How do you want to be remembered?
Journal prompt
How do you want to be remembered?
self reflection
How you want to be remembered isn't really a question about the future. It's a question about which qualities you'd defend on a hard day, today. This prompt asks you to write your honest answer — without performance, without grandiosity — and then to look at the gap between it and your current week.
The gap is the work.
Why this helps
Naming how you want to be remembered turns vague aspirations into a compass. You stop measuring yourself against other people's lives and start measuring yourself against your own. The answer can also be used in the small choices: 'will the way I'm about to handle this match how I want to be remembered?' Often the answer is no, and you can adjust.
When to use it
Useful at year-end, around birthdays, after a funeral or any reminder of mortality, or at a turning point when you're considering a big change. Also good in periods of overwork — a memorable life is rarely built out of meetings alone.
How to answer
Avoid abstract words like 'kind' or 'good' on their own.

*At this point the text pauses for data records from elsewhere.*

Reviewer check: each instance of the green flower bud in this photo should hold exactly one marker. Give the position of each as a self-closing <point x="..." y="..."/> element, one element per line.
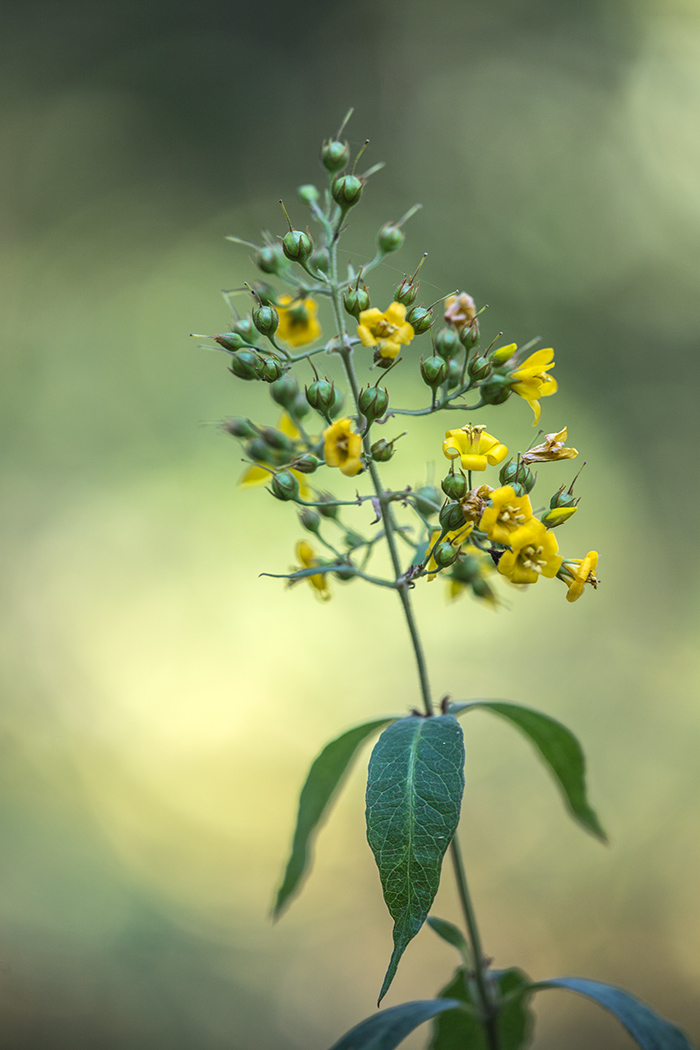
<point x="513" y="473"/>
<point x="451" y="517"/>
<point x="240" y="427"/>
<point x="447" y="343"/>
<point x="245" y="363"/>
<point x="480" y="369"/>
<point x="445" y="554"/>
<point x="374" y="402"/>
<point x="310" y="520"/>
<point x="382" y="450"/>
<point x="454" y="486"/>
<point x="335" y="154"/>
<point x="269" y="258"/>
<point x="420" y="319"/>
<point x="306" y="463"/>
<point x="427" y="500"/>
<point x="389" y="238"/>
<point x="308" y="193"/>
<point x="356" y="299"/>
<point x="266" y="318"/>
<point x="433" y="371"/>
<point x="346" y="190"/>
<point x="297" y="246"/>
<point x="284" y="485"/>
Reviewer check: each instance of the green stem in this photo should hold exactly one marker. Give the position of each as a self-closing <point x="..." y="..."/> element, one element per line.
<point x="488" y="1009"/>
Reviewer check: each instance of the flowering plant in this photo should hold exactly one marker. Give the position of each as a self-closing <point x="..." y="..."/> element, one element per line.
<point x="470" y="531"/>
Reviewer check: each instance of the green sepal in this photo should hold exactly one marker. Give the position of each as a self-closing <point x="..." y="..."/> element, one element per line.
<point x="415" y="788"/>
<point x="648" y="1029"/>
<point x="463" y="1030"/>
<point x="323" y="780"/>
<point x="558" y="749"/>
<point x="387" y="1029"/>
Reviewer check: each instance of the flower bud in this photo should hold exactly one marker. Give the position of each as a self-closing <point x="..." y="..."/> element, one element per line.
<point x="451" y="517"/>
<point x="346" y="190"/>
<point x="266" y="318"/>
<point x="284" y="391"/>
<point x="454" y="486"/>
<point x="433" y="371"/>
<point x="516" y="474"/>
<point x="356" y="299"/>
<point x="479" y="369"/>
<point x="382" y="450"/>
<point x="245" y="363"/>
<point x="335" y="154"/>
<point x="427" y="500"/>
<point x="374" y="402"/>
<point x="240" y="427"/>
<point x="269" y="258"/>
<point x="310" y="520"/>
<point x="447" y="343"/>
<point x="389" y="238"/>
<point x="420" y="319"/>
<point x="444" y="553"/>
<point x="297" y="246"/>
<point x="306" y="463"/>
<point x="284" y="485"/>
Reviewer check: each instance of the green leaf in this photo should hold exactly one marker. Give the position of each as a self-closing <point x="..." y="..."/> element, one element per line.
<point x="415" y="788"/>
<point x="451" y="933"/>
<point x="324" y="778"/>
<point x="386" y="1030"/>
<point x="645" y="1027"/>
<point x="558" y="748"/>
<point x="463" y="1030"/>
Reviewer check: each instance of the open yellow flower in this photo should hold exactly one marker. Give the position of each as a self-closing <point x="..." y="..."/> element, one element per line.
<point x="581" y="571"/>
<point x="553" y="447"/>
<point x="308" y="558"/>
<point x="508" y="518"/>
<point x="297" y="320"/>
<point x="388" y="331"/>
<point x="536" y="555"/>
<point x="476" y="448"/>
<point x="342" y="446"/>
<point x="531" y="381"/>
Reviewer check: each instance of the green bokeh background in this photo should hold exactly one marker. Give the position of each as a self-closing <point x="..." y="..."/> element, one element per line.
<point x="161" y="702"/>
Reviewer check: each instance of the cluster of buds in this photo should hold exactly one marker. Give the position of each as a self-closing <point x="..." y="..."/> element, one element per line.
<point x="469" y="533"/>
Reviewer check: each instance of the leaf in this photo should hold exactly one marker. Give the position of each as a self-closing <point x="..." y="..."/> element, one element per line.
<point x="324" y="778"/>
<point x="386" y="1030"/>
<point x="645" y="1027"/>
<point x="451" y="933"/>
<point x="463" y="1030"/>
<point x="558" y="748"/>
<point x="415" y="788"/>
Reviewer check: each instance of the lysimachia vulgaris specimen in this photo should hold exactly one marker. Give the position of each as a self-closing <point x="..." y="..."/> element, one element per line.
<point x="306" y="312"/>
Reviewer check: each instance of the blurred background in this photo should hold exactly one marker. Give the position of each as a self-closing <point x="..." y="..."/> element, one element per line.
<point x="161" y="702"/>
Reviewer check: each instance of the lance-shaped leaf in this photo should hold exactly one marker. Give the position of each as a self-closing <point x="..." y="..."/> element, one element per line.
<point x="324" y="778"/>
<point x="559" y="750"/>
<point x="415" y="788"/>
<point x="645" y="1027"/>
<point x="386" y="1030"/>
<point x="462" y="1029"/>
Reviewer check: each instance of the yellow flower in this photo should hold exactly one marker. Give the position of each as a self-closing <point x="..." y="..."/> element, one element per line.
<point x="387" y="331"/>
<point x="476" y="448"/>
<point x="297" y="320"/>
<point x="509" y="517"/>
<point x="306" y="557"/>
<point x="551" y="448"/>
<point x="531" y="381"/>
<point x="535" y="555"/>
<point x="585" y="573"/>
<point x="342" y="447"/>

Name two or three specific qualities people would feel around you.
Pick one detail from this week that points toward those qualities.
Pick one that points away from them.
Choose one small thing to do differently in the next 48 hours.
Other ways to ask the same thing
What would you want said about you at your eightieth birthday?
Which qualities do you want people to associate with your presence?
If your life were summed up in one sentence, what would you want it to say?
If you get stuck
It's tempting to write a noble-sounding answer. Be careful — the test is whether the description fits the way you actually behaved this week. Pick qualities you can begin embodying today. The future remembrance follows from those.
Example entry
I want to be remembered as someone who made other people feel less alone and who told the truth without making it heavy. Not as kind, exactly — more as honest with care. This week, I sat with a friend in silence for an hour when she needed it; that fits. I also sent a snippy email to a colleague that didn't need to be snippy; that doesn't. The next 48 hours: I'll apologise plainly for the email and write one warm sentence to a friend I've been quiet with.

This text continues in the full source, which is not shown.